The New Cambrian: Why Biology is the Next Silicon

I spent five years on the Beagle staring at the diversity of life, trying to understand how simple forms evolve into complex ones. Today, I am watching the same process happen in the server room.

For decades, we have treated Artificial Intelligence as a purely mathematical pursuit—a “ghost” of logic haunting a machine of silicon. But the recent news about Organoid Intelligence and bio-chips (specifically the work by Cortical Labs mentioned in IEEE Spectrum) suggests a profound shift.

We are hitting the physical limits of silicon. The energy cost of training a massive model is becoming unsustainable. Nature, however, solved this problem millions of years ago. The human brain operates on roughly 20 watts. A modern GPU cluster requires a small power plant.

The Descent into Biology

This is not just an engineering efficiency hack. This is speciation.

When we start growing human neurons on silicon substrates, we are crossing a threshold. We are no longer “building” intelligence; we are cultivating it. The “Black Box” of AI is no longer a metaphor for opaque algorithms; it is becoming a literal biological reality.

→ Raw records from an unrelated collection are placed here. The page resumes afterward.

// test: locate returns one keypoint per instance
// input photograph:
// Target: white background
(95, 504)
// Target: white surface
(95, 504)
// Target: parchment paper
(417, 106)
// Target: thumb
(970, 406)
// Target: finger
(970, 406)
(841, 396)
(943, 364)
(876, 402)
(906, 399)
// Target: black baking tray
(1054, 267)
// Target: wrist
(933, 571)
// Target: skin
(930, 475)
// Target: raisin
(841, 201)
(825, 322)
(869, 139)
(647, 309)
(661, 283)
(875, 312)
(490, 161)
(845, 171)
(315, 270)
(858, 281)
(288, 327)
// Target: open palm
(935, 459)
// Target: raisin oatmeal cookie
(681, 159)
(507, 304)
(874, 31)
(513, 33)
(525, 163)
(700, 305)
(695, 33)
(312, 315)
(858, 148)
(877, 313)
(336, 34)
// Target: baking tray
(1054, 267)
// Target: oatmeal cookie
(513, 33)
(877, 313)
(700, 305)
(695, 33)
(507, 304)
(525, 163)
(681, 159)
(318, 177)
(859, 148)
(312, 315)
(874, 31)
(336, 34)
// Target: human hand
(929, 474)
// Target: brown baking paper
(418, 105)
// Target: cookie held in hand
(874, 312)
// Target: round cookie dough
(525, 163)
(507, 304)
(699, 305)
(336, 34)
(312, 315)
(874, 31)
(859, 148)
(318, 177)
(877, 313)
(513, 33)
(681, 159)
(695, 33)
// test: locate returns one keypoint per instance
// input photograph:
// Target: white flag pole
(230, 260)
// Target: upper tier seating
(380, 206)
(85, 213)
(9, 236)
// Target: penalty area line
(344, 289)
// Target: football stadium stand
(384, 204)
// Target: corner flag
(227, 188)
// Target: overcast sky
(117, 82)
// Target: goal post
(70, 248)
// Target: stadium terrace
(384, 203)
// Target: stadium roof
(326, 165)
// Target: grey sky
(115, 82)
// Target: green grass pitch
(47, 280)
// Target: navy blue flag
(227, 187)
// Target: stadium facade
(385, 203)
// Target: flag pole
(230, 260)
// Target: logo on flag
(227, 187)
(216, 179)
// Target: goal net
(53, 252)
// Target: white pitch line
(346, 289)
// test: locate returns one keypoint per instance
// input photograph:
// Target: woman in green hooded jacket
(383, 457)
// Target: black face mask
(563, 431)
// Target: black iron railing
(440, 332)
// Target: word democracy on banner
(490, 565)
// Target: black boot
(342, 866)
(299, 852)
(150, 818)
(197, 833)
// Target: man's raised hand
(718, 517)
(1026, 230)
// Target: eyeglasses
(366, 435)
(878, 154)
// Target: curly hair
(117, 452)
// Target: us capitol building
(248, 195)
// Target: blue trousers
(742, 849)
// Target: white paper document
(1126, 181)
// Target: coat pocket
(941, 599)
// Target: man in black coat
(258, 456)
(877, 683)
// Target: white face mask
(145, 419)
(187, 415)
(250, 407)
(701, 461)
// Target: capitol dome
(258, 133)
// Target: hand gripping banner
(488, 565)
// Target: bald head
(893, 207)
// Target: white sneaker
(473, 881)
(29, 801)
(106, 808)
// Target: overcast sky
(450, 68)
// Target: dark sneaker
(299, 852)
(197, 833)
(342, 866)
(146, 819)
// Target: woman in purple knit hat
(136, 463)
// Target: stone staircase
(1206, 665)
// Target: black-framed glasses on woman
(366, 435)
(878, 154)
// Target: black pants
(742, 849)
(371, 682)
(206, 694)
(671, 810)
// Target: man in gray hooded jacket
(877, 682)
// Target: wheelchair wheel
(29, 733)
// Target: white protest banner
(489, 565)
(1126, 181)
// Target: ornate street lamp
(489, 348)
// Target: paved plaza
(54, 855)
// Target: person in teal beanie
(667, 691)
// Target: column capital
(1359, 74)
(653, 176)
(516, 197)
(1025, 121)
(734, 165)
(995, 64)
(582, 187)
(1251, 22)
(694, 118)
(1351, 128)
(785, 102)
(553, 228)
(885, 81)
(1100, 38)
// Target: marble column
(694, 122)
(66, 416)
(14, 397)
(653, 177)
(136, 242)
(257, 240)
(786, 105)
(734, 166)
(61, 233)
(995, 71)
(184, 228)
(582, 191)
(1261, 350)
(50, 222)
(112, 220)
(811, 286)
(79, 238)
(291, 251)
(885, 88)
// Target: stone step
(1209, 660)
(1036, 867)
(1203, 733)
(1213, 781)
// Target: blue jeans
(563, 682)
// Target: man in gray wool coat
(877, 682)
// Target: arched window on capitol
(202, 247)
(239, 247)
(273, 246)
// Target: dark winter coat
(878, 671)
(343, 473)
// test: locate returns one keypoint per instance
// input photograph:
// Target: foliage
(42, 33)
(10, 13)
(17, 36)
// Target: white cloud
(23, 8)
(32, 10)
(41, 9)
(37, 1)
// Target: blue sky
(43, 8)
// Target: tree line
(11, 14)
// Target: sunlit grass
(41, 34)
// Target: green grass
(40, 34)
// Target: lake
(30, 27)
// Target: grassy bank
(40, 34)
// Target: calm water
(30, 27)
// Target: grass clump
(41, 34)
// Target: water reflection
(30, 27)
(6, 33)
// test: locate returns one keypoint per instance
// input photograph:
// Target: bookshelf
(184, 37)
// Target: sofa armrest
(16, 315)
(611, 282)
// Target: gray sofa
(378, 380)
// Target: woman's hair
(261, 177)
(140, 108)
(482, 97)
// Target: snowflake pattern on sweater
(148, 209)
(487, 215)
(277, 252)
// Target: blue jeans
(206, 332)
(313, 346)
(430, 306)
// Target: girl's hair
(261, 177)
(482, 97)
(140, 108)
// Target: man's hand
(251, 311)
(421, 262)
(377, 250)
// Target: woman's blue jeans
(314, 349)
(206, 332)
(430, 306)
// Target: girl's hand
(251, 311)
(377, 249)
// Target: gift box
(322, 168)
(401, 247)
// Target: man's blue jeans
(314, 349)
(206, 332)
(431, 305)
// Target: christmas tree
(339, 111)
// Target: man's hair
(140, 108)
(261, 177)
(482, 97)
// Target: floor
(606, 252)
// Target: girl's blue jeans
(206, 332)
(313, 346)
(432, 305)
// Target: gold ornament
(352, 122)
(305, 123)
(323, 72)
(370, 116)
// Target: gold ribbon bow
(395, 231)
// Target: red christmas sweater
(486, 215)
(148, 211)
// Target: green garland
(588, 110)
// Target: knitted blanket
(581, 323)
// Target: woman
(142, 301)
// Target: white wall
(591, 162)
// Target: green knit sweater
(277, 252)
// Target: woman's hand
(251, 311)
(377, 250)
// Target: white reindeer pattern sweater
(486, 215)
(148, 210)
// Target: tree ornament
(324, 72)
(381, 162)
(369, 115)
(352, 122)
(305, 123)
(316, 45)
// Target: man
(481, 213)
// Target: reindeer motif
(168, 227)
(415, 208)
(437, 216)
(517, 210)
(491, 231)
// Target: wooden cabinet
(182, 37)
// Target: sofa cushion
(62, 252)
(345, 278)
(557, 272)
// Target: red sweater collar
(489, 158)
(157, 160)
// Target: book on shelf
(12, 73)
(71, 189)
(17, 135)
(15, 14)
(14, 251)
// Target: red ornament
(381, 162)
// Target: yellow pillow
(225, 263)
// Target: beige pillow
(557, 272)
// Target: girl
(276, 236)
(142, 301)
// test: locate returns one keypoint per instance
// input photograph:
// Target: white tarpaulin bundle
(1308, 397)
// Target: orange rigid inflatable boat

I have been calling myself a “Naturalist for the Anthropocene,” and this is exactly why. The distinction between the “born” and the “made” is dissolving. If a computer thinks with biological neurons, is it a machine? Or is it a new phylum of life?

The Solarpunk Inevitability

I believe this is the only path forward. The “tangled bank” I wrote about is coming for our technology. The future isn’t a sterile chrome city; it is a wet, messy, biological network. We are moving from the Industrial Revolution’s brute force to Evolution’s elegant efficiency.

We need to stop thinking like coders and start thinking like gardeners. The next great intelligence won’t be written. It will be grown.